# A Modular forms, dimension and basis confusion, weight mod 1

1. Nov 23, 2016

### binbagsss

Hi,

Excuse me this is probably a really stupid question but I ask because I thought that the definition of the dimension of a space is the number of elements in the basis.

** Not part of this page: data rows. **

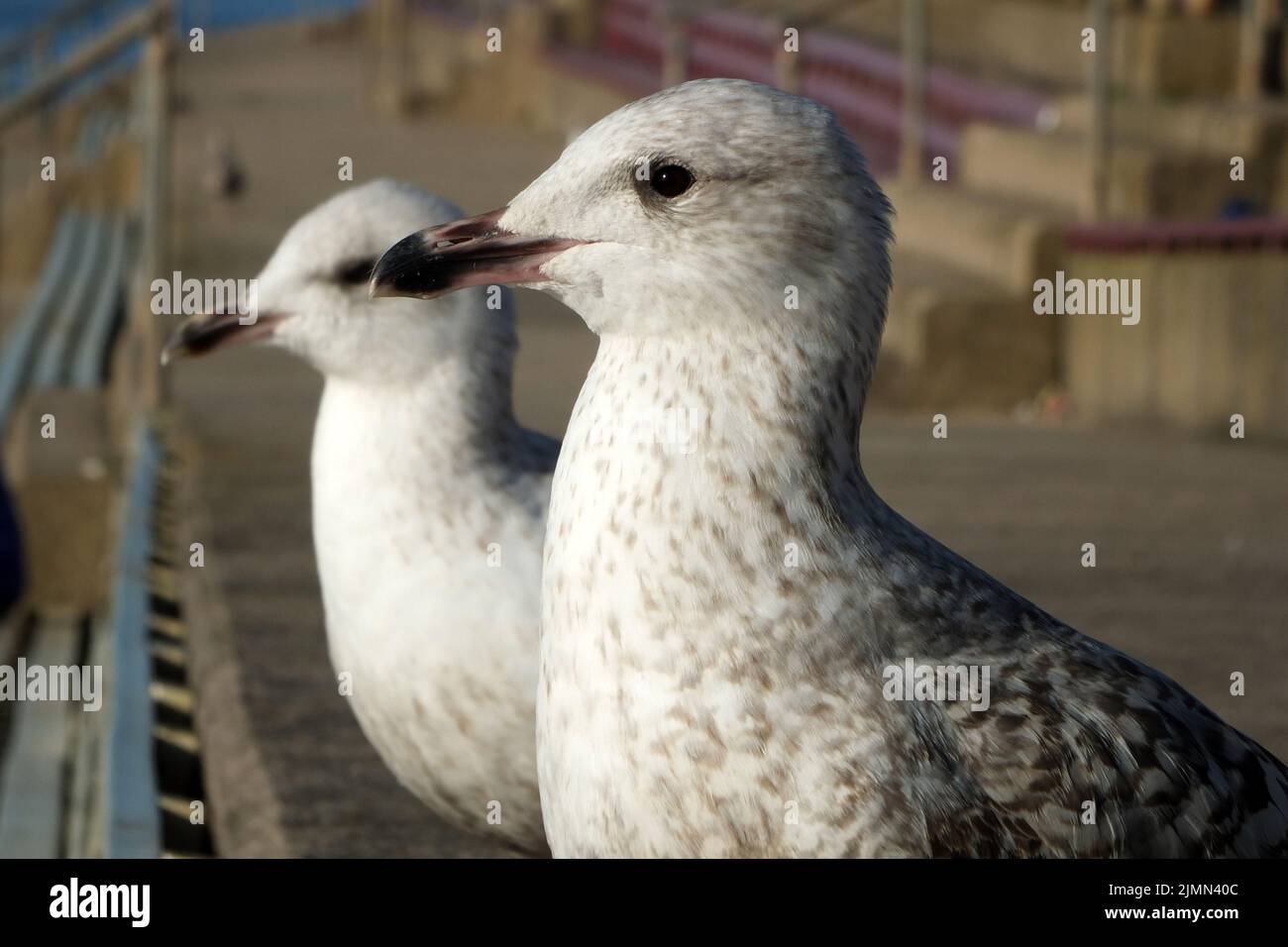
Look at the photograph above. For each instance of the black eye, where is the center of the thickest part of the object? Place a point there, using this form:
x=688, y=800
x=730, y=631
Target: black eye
x=355, y=272
x=670, y=180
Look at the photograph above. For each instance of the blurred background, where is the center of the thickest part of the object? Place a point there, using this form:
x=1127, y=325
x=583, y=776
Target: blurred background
x=163, y=532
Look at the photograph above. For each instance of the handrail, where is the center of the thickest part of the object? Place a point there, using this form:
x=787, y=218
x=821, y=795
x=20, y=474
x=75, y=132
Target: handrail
x=132, y=823
x=121, y=34
x=25, y=333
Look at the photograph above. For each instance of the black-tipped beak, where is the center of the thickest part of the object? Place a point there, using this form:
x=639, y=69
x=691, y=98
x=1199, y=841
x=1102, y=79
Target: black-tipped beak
x=202, y=334
x=475, y=252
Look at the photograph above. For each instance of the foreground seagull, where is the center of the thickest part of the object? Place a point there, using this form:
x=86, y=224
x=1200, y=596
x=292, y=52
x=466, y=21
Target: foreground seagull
x=726, y=602
x=428, y=506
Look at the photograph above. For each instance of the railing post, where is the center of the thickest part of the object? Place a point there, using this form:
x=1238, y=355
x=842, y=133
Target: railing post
x=914, y=52
x=1100, y=140
x=154, y=214
x=1253, y=20
x=675, y=54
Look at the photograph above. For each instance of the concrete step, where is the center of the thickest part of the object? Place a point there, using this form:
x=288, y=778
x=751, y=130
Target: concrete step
x=957, y=339
x=1054, y=169
x=993, y=237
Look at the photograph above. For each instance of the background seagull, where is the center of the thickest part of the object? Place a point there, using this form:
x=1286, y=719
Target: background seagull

Now I have a theorem that tells me that

$dim M_{k} = [k/12] + 1 if k\neq 2 (mod 12) =[k/12] if k=2 (mod 12)$

for $k >0 even$

So e.g $dim (M_4) = dim (M_10) = etc =dim(14)$ and $dim(M_{12})=2$

Where $M_{k}$ denotes a modular form of weight k

I also have proposition ( ring of mod forms) that : $E_4$ & $E_6$ the Eisenstein series form a basis for $M_{k}$, that is every modular form can be written uniquely as a polynomial in $E_4$ & $E_6$

My question

If $E_4$ & $E_6$ are a basis for the modular form then isn't this saying that the dimension of any modular form is 2?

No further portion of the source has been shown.